Shared cloud infrastructure will continue to remain a dream without execution, Youssefi said.

On who should take the lead, Abdullahi noted that both the private and public sectors have roles to play. The government has regulatory roles, while the private sector has capital expenditure expectations.

Mounir noted that governments must put their skin in the game.

“They need to put a piece of investment. That is how it is going to work.
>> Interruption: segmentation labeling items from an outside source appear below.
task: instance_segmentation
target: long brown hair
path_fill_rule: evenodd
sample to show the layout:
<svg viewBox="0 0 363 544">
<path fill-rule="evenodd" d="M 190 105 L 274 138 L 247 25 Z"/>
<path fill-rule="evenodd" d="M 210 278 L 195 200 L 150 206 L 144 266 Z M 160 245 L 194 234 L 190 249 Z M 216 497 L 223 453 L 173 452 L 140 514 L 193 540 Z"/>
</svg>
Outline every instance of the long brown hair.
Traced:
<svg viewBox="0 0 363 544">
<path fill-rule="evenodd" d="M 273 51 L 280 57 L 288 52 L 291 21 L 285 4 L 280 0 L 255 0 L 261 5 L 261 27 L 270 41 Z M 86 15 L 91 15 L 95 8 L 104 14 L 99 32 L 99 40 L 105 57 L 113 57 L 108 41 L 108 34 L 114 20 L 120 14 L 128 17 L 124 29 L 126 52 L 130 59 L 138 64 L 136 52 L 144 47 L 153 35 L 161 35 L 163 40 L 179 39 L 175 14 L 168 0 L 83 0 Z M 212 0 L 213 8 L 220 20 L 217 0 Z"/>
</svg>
It is to have an anchor within the country, to have some sort of institutional investor,” he said.

Much of the cloud infrastructure on the continent is currently private sector-led.

MTN Nigeria completed the first phase of its $235 million data centre and cloud infrastructure in 2025.

Cassava Technologies has launched Africa’s first AI factory in South Africa, where it is deploying thousands of GPUs, Youssefi said.  

“A couple of thousand GPUs is a drop in the ocean, as we said briefly earlier, compared to what is required across the continent for us to reach the ratio of one in five that we have at the macro level,” he said.

Failure to act now will keep Africa out of the fourth industrial age, NITDA’s boss argued, especially with rising AI deployment making the ownership of cloud infrastructure expedient. 

“We know that who owns our data controls us,” he added.